General Matrix Multiply

From Wikipedia, the free encyclopedia

The General Matrix Multiply (GEMM) is a subroutine in the Basic Linear Algebra Subprograms (BLAS) which performs matrix multiplication, that is the multiplication of two matrices. This includes:

SGEMM for single precision,
DGEMM for double-precision,
CGEMM for complex single precision, and
ZGEMM for complex double precision.

GEMM is often tuned by High Performance Computing vendors to run as fast as possible, because it is the building block for so many other routines. It is also the most important routine in the LINPACK benchmark. For this reason, implementations of fast BLAS library typically focus first on GEMM performance.

[edit] Operation

The xGEMM routine calculates the new value of matrix C based on the matrix-product of matrices A and B, and the old value of matrix C

$C \leftarrow \alpha A B + \beta C$

where $α$ and $β$ values are scalar coefficients.

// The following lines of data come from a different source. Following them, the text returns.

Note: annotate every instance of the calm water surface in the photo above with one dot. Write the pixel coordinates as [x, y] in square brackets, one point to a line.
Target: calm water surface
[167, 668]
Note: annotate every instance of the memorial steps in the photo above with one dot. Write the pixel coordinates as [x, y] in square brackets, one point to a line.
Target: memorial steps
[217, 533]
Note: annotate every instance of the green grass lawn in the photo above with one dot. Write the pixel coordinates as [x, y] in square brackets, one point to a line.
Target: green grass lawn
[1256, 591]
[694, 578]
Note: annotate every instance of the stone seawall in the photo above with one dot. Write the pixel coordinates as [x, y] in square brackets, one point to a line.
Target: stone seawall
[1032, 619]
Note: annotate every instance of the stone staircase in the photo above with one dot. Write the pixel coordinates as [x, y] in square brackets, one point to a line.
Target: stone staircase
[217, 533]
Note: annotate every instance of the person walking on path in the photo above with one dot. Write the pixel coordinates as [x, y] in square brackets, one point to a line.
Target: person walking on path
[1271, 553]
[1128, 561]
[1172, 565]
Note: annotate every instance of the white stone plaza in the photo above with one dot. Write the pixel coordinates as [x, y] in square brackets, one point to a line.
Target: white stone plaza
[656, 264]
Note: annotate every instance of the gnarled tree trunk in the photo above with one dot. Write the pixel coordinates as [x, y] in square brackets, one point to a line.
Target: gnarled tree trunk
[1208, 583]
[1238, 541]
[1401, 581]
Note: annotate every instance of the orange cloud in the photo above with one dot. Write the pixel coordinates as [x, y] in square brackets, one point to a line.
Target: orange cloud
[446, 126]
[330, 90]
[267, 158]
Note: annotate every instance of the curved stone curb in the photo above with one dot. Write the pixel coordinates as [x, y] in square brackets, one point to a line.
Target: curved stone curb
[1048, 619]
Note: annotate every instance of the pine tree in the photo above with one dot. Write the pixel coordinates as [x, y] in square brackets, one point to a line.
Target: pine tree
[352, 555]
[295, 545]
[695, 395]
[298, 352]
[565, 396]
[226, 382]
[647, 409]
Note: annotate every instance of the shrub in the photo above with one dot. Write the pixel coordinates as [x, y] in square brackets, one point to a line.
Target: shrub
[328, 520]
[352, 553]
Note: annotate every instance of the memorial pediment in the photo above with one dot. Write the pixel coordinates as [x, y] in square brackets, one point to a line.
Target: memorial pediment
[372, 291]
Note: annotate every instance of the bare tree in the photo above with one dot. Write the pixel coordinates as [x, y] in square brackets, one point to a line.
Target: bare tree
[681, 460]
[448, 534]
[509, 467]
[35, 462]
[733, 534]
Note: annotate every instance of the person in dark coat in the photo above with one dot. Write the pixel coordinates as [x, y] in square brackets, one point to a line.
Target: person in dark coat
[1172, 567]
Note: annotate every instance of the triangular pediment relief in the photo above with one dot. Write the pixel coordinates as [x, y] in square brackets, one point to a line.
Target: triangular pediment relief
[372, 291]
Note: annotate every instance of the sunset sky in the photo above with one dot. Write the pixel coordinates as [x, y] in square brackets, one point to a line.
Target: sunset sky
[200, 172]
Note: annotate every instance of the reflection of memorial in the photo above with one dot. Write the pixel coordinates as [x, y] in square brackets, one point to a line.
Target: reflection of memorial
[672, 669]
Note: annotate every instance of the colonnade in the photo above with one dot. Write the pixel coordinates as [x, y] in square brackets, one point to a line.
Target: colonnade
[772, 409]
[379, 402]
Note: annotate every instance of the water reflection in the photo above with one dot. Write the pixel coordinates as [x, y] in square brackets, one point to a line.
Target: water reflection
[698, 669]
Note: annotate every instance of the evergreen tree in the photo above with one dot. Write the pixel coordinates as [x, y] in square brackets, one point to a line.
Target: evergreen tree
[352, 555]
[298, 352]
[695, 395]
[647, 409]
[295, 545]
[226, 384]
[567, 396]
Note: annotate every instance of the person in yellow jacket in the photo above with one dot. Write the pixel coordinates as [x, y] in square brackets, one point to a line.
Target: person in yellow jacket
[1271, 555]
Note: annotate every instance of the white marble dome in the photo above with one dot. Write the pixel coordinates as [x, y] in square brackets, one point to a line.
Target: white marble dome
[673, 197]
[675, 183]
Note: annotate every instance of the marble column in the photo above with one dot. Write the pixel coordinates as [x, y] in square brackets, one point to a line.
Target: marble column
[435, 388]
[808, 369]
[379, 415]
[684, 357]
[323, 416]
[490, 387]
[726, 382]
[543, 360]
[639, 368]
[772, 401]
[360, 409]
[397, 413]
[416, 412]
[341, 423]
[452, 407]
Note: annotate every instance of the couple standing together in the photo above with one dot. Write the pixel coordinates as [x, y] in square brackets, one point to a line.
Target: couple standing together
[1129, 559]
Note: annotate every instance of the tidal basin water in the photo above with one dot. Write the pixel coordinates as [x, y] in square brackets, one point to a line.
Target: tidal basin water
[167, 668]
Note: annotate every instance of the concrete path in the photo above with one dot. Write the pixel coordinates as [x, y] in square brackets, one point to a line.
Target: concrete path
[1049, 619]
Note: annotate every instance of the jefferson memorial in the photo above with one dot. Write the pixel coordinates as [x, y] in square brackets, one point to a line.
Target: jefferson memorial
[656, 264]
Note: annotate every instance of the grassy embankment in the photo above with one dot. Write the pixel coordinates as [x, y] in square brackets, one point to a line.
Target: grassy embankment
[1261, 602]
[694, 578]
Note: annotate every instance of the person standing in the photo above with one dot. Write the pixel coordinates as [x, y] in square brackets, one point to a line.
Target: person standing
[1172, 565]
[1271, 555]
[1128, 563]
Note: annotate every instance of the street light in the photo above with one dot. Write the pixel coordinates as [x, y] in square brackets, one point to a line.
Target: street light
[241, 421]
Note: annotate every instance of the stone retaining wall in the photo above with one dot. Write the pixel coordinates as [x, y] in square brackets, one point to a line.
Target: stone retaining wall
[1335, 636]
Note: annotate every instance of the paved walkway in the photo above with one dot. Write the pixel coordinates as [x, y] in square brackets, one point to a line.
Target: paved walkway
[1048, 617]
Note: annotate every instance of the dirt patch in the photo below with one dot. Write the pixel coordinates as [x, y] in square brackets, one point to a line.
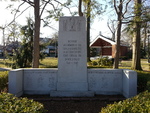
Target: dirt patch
[75, 105]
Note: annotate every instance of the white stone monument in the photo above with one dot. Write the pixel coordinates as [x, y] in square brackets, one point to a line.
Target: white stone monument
[72, 58]
[72, 78]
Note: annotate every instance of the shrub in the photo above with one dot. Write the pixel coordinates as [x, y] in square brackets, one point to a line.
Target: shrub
[142, 81]
[3, 80]
[137, 104]
[12, 104]
[105, 62]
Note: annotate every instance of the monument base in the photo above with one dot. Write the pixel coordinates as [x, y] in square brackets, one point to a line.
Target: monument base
[72, 94]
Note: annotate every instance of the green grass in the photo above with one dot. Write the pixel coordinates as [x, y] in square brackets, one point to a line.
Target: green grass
[49, 62]
[127, 64]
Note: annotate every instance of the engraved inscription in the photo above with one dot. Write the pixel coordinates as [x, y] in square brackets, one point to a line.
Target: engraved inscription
[72, 52]
[72, 24]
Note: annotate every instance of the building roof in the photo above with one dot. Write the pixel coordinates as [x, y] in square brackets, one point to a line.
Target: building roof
[102, 41]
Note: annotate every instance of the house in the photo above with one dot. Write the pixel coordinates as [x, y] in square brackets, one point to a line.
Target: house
[106, 47]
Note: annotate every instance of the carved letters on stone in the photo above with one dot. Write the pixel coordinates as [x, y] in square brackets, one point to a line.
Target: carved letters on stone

The Fortran interface for these procedures are:

SUBROUTINE xGEMM ( TRANSA, TRANSB, M, N, K, ALPHA, A, LDA, B, LDB, BETA, C, LDC )

where TRANSA and TRANSB determines if the matrices A and B are to be transposed. M is the number of rows in matrix A and C. N is the number of columns in matrix B and C. K is the number of columns in matrix A and rows in matrix B. LDA, LDB and LDC specifies the size of the first dimension of the matrices, as laid out in memory; meaning the memory distance between the start of each row/column, depending on the memory structure.

[edit] Optimization

Not only is GEMM an important building block of other numeric software, it is often an important building block for calls to GEMM for larger matrices. By decomposing one or both of the input matrices into block matrices, GEMM can be used repeatedly on the smaller blocks to build up a result for the full matrix. This is one of the motivations for including the $β$ parameter, so the results of previous blocks can be accumulated. Note that this requires the special case $β = 1$ which many implementations optimize for, thereby eliminating one multiplication for each value of C.

This decomposition allows for better locality of reference both in space and time of the data used in the product. This, in turn, takes advantage of the cache on the system. For systems with more than one level of cache, the blocking can be applied a second time to the order in which the blocks are used in the computation. Both of these levels of optimization are used in implementations such as ATLAS.